I felt as if I was expected to be okay after a year; that it shouldn’t matter anymore.
My past support group fell through due to Covid restrictions and somehow no faculty member on this campus was able to help me find a support group or just someone to talk to.
I was in distress; I felt alone. The crisis center didn’t take me seriously and didn’t seem to make me a priority. I conveyed very clearly that I needed an advocate to help me find help since the anniversary was hitting so hard, and the only advocate I found was myself.
I was angry. Angry that with the numerous posters, flyers, presentations and events about assault prevention on campus that there was no one who could help me.
Prevention is great. However, it’s equally if not more important to support individuals who experience sexual assault when prevention methods fall through.
My experience led me to think of others who are also dealing with life after sexual assault at UT. Were they experiencing the same frustrations I endured?
I created a survey for UT students to participate in to gain a deeper understanding of how sexual assault survivors need support.
54.8% of respondents said that they had not heard about support groups for survivors of domestic violence or sexual assault.
89% of respondents said if there were more support resources, such as support groups or an increase in counselors on campus, they would utilize these resources.

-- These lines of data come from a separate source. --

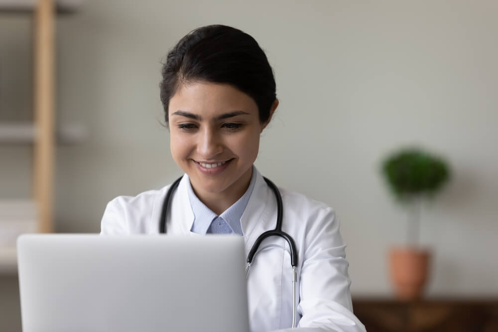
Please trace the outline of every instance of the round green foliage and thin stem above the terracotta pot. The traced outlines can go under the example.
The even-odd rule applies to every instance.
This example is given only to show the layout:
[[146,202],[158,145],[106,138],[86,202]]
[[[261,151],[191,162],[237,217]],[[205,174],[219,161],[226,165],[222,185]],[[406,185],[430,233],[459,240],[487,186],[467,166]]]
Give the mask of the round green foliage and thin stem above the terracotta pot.
[[398,202],[408,206],[408,242],[418,244],[423,198],[432,198],[449,180],[447,162],[416,148],[406,148],[382,161],[382,175]]

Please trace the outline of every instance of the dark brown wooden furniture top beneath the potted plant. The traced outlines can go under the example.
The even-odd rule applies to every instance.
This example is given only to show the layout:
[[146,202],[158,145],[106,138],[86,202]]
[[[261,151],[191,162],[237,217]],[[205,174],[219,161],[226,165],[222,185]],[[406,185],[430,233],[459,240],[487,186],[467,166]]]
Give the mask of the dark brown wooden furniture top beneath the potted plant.
[[367,332],[498,332],[498,299],[353,299]]

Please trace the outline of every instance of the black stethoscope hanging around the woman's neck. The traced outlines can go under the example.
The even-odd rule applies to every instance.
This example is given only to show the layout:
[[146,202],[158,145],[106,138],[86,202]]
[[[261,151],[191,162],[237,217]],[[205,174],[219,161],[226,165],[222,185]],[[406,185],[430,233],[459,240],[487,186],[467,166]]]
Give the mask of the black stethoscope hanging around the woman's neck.
[[[161,220],[159,221],[159,232],[160,233],[166,233],[166,218],[167,218],[167,213],[168,213],[168,208],[171,203],[171,197],[173,195],[173,192],[175,189],[178,187],[180,184],[180,181],[183,177],[178,178],[171,187],[169,187],[168,192],[166,193],[166,198],[164,199],[164,203],[162,205],[162,212],[161,212]],[[282,214],[283,214],[283,208],[282,208],[282,196],[280,195],[280,192],[278,191],[278,188],[268,180],[267,178],[263,177],[264,181],[266,181],[266,184],[270,187],[270,189],[273,191],[273,194],[275,195],[275,198],[277,200],[277,224],[275,226],[275,229],[272,230],[267,230],[261,235],[258,236],[256,241],[254,242],[254,245],[249,251],[248,259],[247,259],[247,266],[246,266],[246,277],[249,275],[249,269],[250,269],[250,264],[252,263],[252,259],[254,258],[254,255],[256,254],[257,248],[259,247],[259,244],[261,242],[269,237],[269,236],[280,236],[284,238],[287,243],[289,244],[290,248],[290,264],[292,265],[292,307],[294,308],[292,312],[292,328],[296,327],[296,282],[297,282],[297,249],[296,245],[294,244],[294,239],[284,232],[282,230]]]

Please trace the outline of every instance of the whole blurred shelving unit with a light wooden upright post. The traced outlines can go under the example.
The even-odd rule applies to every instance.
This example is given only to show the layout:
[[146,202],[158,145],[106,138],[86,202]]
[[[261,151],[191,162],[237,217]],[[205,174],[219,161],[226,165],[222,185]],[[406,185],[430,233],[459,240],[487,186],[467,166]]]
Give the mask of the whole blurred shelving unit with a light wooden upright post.
[[[86,136],[78,126],[55,127],[55,14],[74,12],[83,0],[0,0],[0,13],[27,13],[33,17],[33,118],[32,123],[0,122],[1,143],[31,143],[33,145],[33,199],[36,215],[5,215],[0,207],[0,250],[15,246],[21,233],[35,230],[52,232],[54,223],[53,192],[55,142],[74,142]],[[78,8],[79,9],[79,8]],[[0,17],[1,18],[1,17]],[[2,202],[0,201],[0,204]],[[34,209],[33,209],[34,211]],[[19,218],[17,218],[17,217]],[[33,228],[33,227],[31,227]],[[2,250],[3,251],[3,250]],[[2,254],[1,266],[10,266],[12,252]],[[5,256],[6,255],[6,256]]]

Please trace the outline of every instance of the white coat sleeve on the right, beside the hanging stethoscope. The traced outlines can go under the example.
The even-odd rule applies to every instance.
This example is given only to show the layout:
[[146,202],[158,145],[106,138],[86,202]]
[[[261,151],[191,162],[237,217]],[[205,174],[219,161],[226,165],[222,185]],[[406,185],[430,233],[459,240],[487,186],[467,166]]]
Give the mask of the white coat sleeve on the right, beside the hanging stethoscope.
[[[306,231],[300,272],[300,332],[366,332],[353,314],[349,263],[332,208],[321,209]],[[296,329],[279,330],[290,332]]]

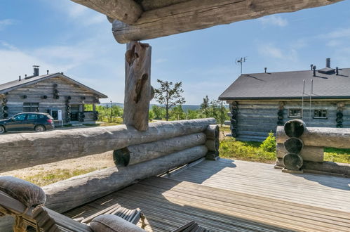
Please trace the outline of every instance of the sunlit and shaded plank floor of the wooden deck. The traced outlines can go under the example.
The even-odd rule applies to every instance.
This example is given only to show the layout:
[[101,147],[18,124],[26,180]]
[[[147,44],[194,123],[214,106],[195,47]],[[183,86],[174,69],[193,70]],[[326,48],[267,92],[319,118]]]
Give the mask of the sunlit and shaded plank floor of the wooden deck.
[[146,179],[67,215],[88,217],[118,202],[140,207],[147,231],[172,231],[191,220],[213,231],[349,231],[349,184],[341,177],[221,159]]

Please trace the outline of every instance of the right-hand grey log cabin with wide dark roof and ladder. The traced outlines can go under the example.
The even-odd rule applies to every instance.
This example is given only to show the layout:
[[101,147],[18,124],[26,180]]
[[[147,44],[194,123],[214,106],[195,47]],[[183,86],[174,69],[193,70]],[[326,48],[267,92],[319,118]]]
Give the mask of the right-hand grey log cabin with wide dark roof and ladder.
[[230,105],[232,136],[262,141],[277,125],[300,118],[307,127],[350,127],[350,68],[243,74],[219,97]]

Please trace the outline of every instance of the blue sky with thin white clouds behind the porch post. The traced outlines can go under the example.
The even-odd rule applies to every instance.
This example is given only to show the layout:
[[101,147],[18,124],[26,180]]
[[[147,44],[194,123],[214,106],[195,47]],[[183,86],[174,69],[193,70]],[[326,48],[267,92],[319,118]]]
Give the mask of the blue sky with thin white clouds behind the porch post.
[[[118,44],[104,15],[69,0],[0,1],[0,83],[65,72],[123,102],[125,44]],[[156,79],[182,82],[187,104],[217,98],[243,73],[308,70],[310,64],[350,67],[350,1],[295,13],[234,22],[145,41],[152,46]]]

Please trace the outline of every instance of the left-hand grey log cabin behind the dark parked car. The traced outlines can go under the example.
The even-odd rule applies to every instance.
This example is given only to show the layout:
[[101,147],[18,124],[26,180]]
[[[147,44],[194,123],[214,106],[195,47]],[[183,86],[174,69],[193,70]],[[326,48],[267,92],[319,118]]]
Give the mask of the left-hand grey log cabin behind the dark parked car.
[[[32,76],[0,84],[0,119],[19,112],[47,112],[57,121],[69,123],[95,123],[95,104],[107,98],[88,86],[63,75],[63,72],[39,75],[39,66]],[[92,110],[84,110],[84,105]]]

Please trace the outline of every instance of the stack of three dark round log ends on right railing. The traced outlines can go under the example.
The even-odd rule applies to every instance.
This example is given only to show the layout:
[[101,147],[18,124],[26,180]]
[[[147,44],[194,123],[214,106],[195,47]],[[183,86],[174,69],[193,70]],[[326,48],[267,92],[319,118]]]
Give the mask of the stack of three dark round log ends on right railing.
[[[300,139],[300,136],[304,134],[306,128],[307,127],[302,120],[290,120],[285,123],[284,131],[289,138],[285,139],[283,143],[286,150],[286,153],[282,158],[283,171],[301,171],[303,165],[302,149],[304,148],[304,143],[302,139]],[[281,151],[276,150],[276,153],[280,152]]]

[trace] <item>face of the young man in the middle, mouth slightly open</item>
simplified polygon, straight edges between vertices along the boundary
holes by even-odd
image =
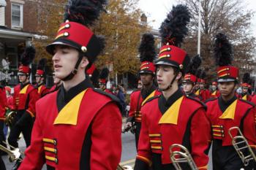
[[[159,89],[166,89],[175,77],[173,67],[159,65],[157,66],[157,84]]]

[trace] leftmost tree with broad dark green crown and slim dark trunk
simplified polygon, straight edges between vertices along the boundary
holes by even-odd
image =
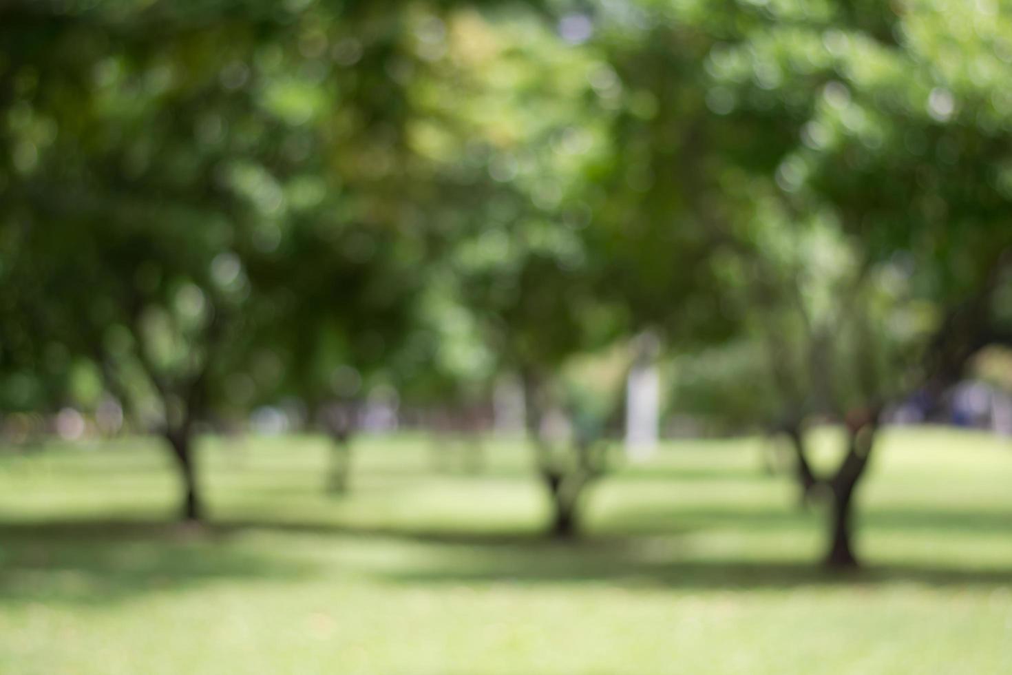
[[[11,303],[32,341],[93,360],[125,407],[157,420],[183,516],[197,519],[194,428],[283,386],[267,341],[285,333],[271,322],[332,344],[328,329],[361,323],[366,306],[403,305],[383,287],[390,256],[362,256],[391,236],[370,213],[398,186],[361,162],[399,143],[371,116],[405,115],[377,75],[397,43],[355,3],[58,9],[2,10],[4,228],[21,254]],[[352,105],[327,98],[339,89]],[[338,154],[345,142],[364,145]],[[311,159],[315,147],[328,152]],[[335,189],[351,197],[335,205]],[[327,312],[344,282],[349,309]],[[309,323],[307,294],[328,325]]]

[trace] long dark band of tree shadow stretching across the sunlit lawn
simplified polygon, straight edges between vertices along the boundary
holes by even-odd
[[[904,517],[921,524],[937,515]],[[242,536],[257,532],[280,537],[251,541]],[[425,531],[266,519],[226,521],[198,529],[130,520],[0,522],[0,606],[51,601],[107,604],[221,580],[255,584],[345,572],[333,563],[324,566],[312,557],[300,560],[285,555],[285,535],[321,537],[321,545],[349,549],[384,539],[424,546],[427,551],[418,557],[406,550],[394,566],[356,571],[363,578],[409,586],[599,584],[744,591],[897,583],[1012,585],[1012,569],[871,565],[840,574],[815,561],[709,560],[693,551],[692,537],[687,536],[691,532],[669,527],[662,536],[603,535],[559,542],[532,531]]]

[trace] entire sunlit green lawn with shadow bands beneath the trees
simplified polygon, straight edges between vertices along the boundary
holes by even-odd
[[[363,440],[341,498],[317,439],[201,453],[203,530],[157,441],[0,453],[0,673],[1012,672],[1008,441],[888,433],[846,577],[755,440],[617,468],[572,545],[518,444]]]

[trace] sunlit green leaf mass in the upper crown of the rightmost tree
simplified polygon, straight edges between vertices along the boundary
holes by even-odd
[[[1008,14],[938,1],[891,7],[877,25],[865,16],[770,24],[712,52],[707,69],[726,114],[789,130],[775,178],[795,208],[831,208],[875,258],[909,252],[950,303],[1010,241]]]

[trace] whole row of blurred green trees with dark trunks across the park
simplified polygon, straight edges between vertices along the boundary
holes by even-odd
[[[1010,35],[998,0],[9,0],[0,405],[115,397],[196,519],[201,421],[297,397],[346,466],[368,391],[511,372],[565,535],[621,400],[567,367],[649,335],[688,412],[790,439],[853,565],[883,411],[1010,338]]]

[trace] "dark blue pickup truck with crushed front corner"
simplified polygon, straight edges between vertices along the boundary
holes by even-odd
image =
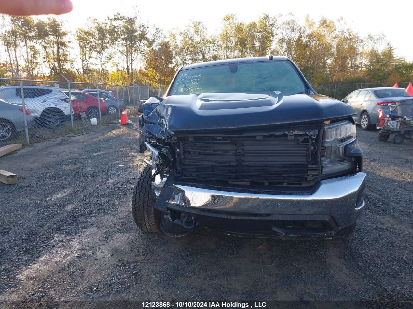
[[[184,66],[163,98],[143,104],[140,150],[151,159],[133,194],[137,226],[348,237],[366,176],[354,114],[285,57]]]

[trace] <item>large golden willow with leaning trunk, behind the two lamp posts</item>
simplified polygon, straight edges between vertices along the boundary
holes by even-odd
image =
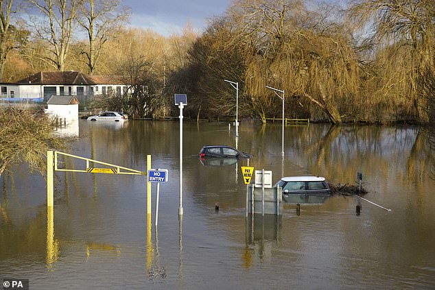
[[[270,85],[342,122],[340,106],[357,94],[360,70],[349,32],[328,11],[309,11],[299,0],[239,0],[228,10],[236,23],[228,49],[248,48],[246,93],[257,104],[268,106]]]

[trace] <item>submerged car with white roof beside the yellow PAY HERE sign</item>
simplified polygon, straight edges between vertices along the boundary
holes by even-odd
[[[291,203],[322,203],[331,195],[328,182],[320,176],[283,177],[275,186],[283,189],[283,200]]]

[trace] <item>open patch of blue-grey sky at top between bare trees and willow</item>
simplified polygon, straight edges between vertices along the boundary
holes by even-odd
[[[179,33],[188,22],[202,31],[207,19],[220,16],[231,0],[124,0],[131,8],[130,25],[150,28],[163,36]]]

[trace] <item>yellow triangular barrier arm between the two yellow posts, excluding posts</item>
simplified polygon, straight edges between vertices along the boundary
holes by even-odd
[[[80,160],[86,160],[86,169],[60,169],[58,168],[58,154],[63,155],[63,156],[69,156],[72,158],[77,158]],[[93,172],[93,170],[89,170],[89,169],[93,169],[91,167],[89,167],[89,162],[93,162],[94,164],[100,164],[100,165],[106,165],[109,167],[115,167],[115,169],[113,168],[108,168],[107,172],[104,171],[104,169],[100,169],[99,171],[95,171]],[[125,170],[125,171],[121,171]],[[118,166],[118,165],[113,165],[107,162],[102,162],[102,161],[98,161],[98,160],[93,160],[91,158],[85,158],[85,157],[81,157],[81,156],[75,156],[73,154],[68,154],[68,153],[64,153],[64,152],[54,152],[54,170],[56,171],[68,171],[68,172],[84,172],[84,173],[116,173],[116,174],[129,174],[129,175],[147,175],[146,172],[143,171],[139,171],[136,169],[130,169],[127,167],[122,167],[122,166]],[[126,172],[127,171],[127,172]]]

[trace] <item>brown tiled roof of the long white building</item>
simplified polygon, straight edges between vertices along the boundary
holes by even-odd
[[[19,80],[16,84],[92,86],[97,84],[124,84],[124,82],[123,77],[119,75],[86,75],[86,73],[78,71],[40,71]]]

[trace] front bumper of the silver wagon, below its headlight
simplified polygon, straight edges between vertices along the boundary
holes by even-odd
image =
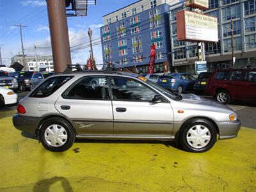
[[[220,140],[236,138],[241,127],[239,120],[234,122],[216,122],[216,124],[220,130]]]

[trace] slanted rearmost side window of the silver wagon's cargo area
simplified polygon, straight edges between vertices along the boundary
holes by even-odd
[[[56,92],[58,88],[63,86],[63,84],[67,83],[73,76],[58,76],[47,79],[42,83],[34,92],[29,95],[29,97],[48,97],[52,93]]]

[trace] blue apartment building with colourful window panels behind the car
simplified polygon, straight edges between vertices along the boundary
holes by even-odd
[[[171,1],[170,1],[171,2]],[[170,71],[168,1],[141,0],[103,17],[100,28],[105,65],[147,73],[150,46],[156,46],[155,72]]]

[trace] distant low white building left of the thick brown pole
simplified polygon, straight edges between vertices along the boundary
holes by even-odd
[[[11,60],[12,63],[19,62],[23,64],[22,55],[13,56]],[[25,63],[29,71],[54,71],[52,56],[37,56],[35,58],[35,56],[25,55]]]

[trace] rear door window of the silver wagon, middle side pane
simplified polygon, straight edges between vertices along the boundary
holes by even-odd
[[[82,78],[62,96],[64,99],[109,99],[108,79],[100,76]]]

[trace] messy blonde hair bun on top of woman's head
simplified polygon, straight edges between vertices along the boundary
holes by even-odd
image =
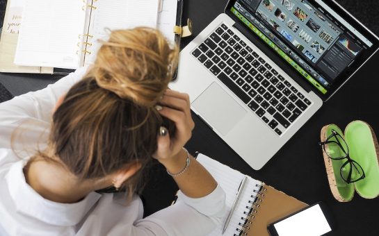
[[[89,76],[97,85],[141,106],[154,106],[177,66],[178,49],[153,28],[111,31]]]

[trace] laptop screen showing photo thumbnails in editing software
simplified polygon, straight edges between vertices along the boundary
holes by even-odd
[[[228,7],[324,98],[378,47],[378,39],[346,12],[321,0],[236,0]]]

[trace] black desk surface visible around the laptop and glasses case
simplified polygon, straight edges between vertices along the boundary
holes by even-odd
[[[371,31],[379,34],[378,1],[338,0],[338,2]],[[190,17],[193,20],[194,36],[200,33],[220,12],[223,12],[226,3],[226,0],[186,1],[184,17]],[[3,0],[0,0],[0,6],[5,7]],[[0,19],[2,18],[0,10]],[[185,39],[184,46],[190,40],[191,38]],[[251,169],[197,117],[193,117],[196,127],[192,139],[188,142],[188,150],[209,155],[305,203],[324,201],[330,206],[337,219],[337,230],[332,235],[377,236],[379,235],[379,199],[362,199],[355,194],[353,201],[337,202],[330,192],[321,149],[317,142],[324,125],[334,123],[344,129],[350,121],[355,119],[368,122],[376,130],[377,135],[379,134],[379,80],[377,71],[374,71],[378,65],[377,53],[259,171]],[[45,87],[58,78],[60,77],[49,75],[0,74],[0,83],[3,83],[14,95],[19,95]],[[168,205],[172,199],[172,193],[175,192],[175,184],[164,174],[164,171],[157,169],[158,171],[152,174],[159,177],[154,178],[150,183],[152,187],[145,190],[147,213]]]

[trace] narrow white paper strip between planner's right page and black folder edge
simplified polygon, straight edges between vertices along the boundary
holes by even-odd
[[[162,10],[158,15],[158,28],[171,44],[175,44],[175,34],[172,32],[177,23],[177,0],[161,0],[163,1]]]

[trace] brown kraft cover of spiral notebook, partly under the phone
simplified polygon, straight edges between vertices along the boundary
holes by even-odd
[[[266,189],[266,190],[265,190]],[[293,212],[297,212],[307,206],[306,203],[288,196],[269,185],[263,185],[261,194],[257,201],[259,207],[255,206],[257,212],[252,212],[250,222],[245,222],[245,233],[254,236],[269,236],[268,224],[271,224]],[[254,218],[254,219],[252,219]]]

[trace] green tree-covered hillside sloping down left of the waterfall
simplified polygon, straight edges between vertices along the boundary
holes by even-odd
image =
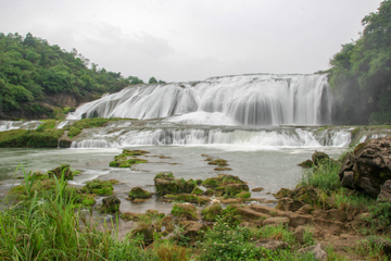
[[[76,49],[67,52],[30,33],[0,33],[0,119],[59,117],[81,102],[137,84],[142,79],[98,69]]]

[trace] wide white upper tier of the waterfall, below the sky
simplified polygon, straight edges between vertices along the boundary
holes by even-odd
[[[68,119],[189,115],[210,124],[205,115],[213,114],[226,125],[317,125],[331,123],[331,100],[324,74],[250,74],[128,87],[80,105]]]

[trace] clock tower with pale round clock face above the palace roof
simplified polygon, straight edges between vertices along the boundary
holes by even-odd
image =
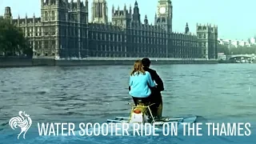
[[[162,26],[168,33],[172,32],[173,6],[170,0],[159,0],[154,24]]]

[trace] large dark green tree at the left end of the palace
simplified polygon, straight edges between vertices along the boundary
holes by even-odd
[[[23,36],[22,30],[10,23],[9,19],[0,18],[0,54],[16,56],[26,54],[31,56],[30,46]]]

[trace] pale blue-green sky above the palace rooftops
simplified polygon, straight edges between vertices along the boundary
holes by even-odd
[[[92,1],[89,0],[90,8]],[[135,0],[107,0],[107,2],[111,18],[113,4],[116,9],[118,6],[123,9],[125,3],[126,6],[134,6]],[[142,21],[147,14],[149,21],[154,23],[158,0],[137,0],[137,2]],[[172,0],[172,3],[174,31],[184,32],[188,22],[190,31],[195,33],[197,22],[208,22],[218,25],[219,38],[246,40],[256,34],[256,20],[253,13],[256,6],[255,0]],[[0,14],[4,13],[6,6],[11,7],[14,18],[17,18],[18,14],[22,18],[26,14],[28,17],[32,17],[33,14],[40,17],[40,0],[0,0]]]

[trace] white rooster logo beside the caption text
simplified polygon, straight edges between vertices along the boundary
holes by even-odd
[[[21,132],[18,134],[19,136],[23,133],[23,138],[25,138],[27,130],[30,129],[32,124],[32,119],[30,118],[29,114],[26,114],[25,111],[19,111],[18,116],[14,118],[10,118],[9,125],[10,127],[15,130],[20,127]]]

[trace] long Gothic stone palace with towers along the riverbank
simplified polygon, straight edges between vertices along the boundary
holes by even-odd
[[[197,24],[197,35],[188,24],[183,33],[172,31],[173,6],[158,0],[154,25],[139,13],[138,2],[112,7],[108,21],[106,0],[93,0],[91,20],[88,0],[41,0],[40,18],[4,18],[20,27],[29,39],[34,58],[217,58],[218,27]]]

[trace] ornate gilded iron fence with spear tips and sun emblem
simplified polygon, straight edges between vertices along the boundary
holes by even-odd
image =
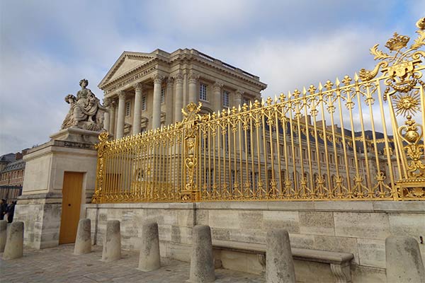
[[[108,141],[93,202],[425,200],[425,19],[353,78]],[[382,75],[378,76],[381,71]]]

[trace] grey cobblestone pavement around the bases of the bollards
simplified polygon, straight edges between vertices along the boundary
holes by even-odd
[[[115,262],[102,262],[102,250],[94,246],[86,255],[73,255],[74,245],[45,250],[24,249],[23,258],[0,260],[0,282],[147,282],[181,283],[189,278],[189,263],[162,258],[162,267],[151,272],[137,270],[138,253],[123,251]],[[1,255],[1,254],[0,254]],[[215,282],[265,282],[259,275],[215,270]]]

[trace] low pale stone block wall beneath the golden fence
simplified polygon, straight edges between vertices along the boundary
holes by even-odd
[[[287,229],[294,248],[353,253],[353,282],[385,282],[387,236],[412,236],[418,242],[419,236],[425,237],[425,202],[86,204],[85,212],[97,244],[106,221],[117,219],[123,248],[130,250],[140,247],[141,222],[157,221],[162,256],[185,261],[190,259],[191,229],[196,224],[209,225],[213,240],[248,243],[265,243],[267,229]],[[425,258],[425,245],[419,246]],[[239,259],[231,256],[234,262]],[[329,269],[298,261],[295,268],[297,275]]]

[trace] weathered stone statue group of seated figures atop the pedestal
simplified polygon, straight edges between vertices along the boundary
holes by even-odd
[[[69,103],[69,112],[62,122],[61,129],[77,127],[89,131],[99,132],[103,129],[103,119],[106,108],[87,86],[89,81],[82,79],[79,82],[81,90],[77,92],[77,97],[72,94],[65,96],[65,101]]]

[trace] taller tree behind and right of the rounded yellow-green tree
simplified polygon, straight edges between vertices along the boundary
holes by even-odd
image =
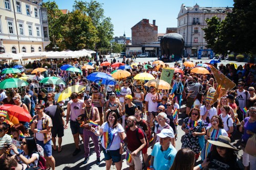
[[[75,1],[73,10],[79,10],[83,14],[91,17],[93,25],[97,29],[97,36],[99,41],[96,43],[95,48],[110,47],[110,40],[114,35],[114,26],[111,23],[111,18],[104,16],[102,4],[96,1],[83,2]]]

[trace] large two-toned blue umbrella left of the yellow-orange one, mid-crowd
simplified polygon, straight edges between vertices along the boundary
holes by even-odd
[[[95,83],[102,80],[101,84],[105,84],[105,85],[116,84],[116,80],[112,76],[105,74],[104,72],[93,72],[92,74],[87,76],[87,79]]]

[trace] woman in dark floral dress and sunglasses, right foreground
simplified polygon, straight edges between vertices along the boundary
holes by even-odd
[[[184,140],[181,148],[190,148],[195,153],[197,160],[200,155],[199,137],[205,135],[204,122],[200,118],[200,110],[197,108],[191,109],[189,117],[183,121],[181,129],[185,132]]]

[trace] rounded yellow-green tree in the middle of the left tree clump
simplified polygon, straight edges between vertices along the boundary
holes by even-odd
[[[69,14],[66,28],[63,31],[65,32],[64,41],[70,50],[94,49],[95,44],[99,41],[91,17],[79,10]]]

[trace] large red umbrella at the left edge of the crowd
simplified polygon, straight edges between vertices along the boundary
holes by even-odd
[[[27,110],[17,105],[2,105],[0,106],[0,109],[8,111],[9,115],[17,117],[17,119],[22,122],[30,122],[32,119],[30,113]]]

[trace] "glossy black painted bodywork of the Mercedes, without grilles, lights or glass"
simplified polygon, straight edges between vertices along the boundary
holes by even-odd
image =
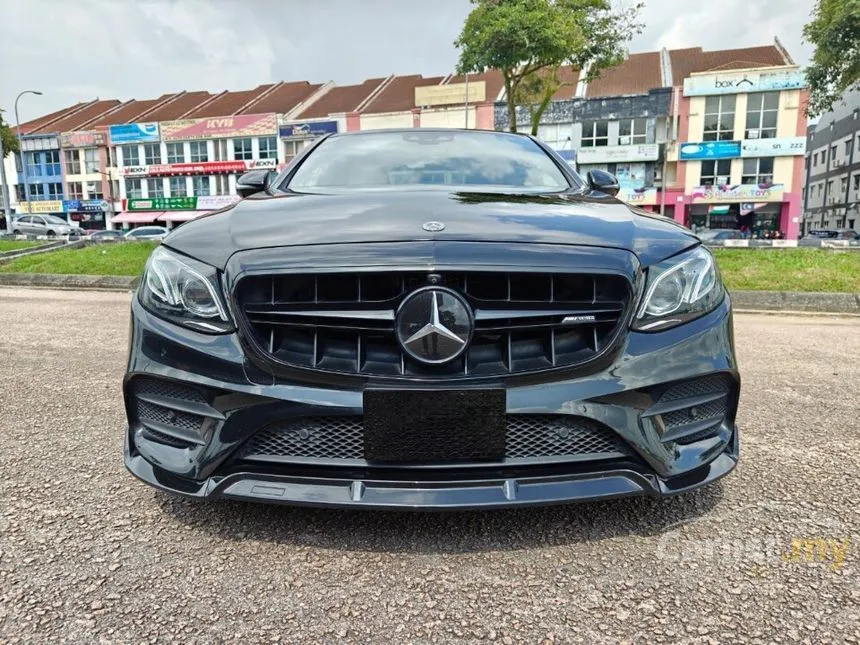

93.5% of respondents said that they feel that UT offers more support for the prevention of assault than support for individuals encountering traumatic experiences.
While this was only a small population of the university, it puts into perspective what students on our campus feel about the so-called “endless resources” our campus provides.
I love the University of Tennessee, and I know they try to make every student's experience unique and formative to their 4 years in college. However, I know that our staff, our faculty and the entire student body can do more to provide education, awareness and support for survivors.
My name is McKenna Norris and I’m a survivor.
Not only am I a survivor, but I have paved my own healing. I’ve done a lot of repairing for what broke that night. This experience has allowed me to be more resilient and outspoken about my boundaries and what I chose to do with my life and my body.
I am now advocating not only for myself but others in my position. I refuse to see the campus continue on like this and for this to be a disadvantage for survivors as long as I’m a student here.
I leave you with something my therapist tells me: healing is not linear. It takes time and you are so much stronger than you think.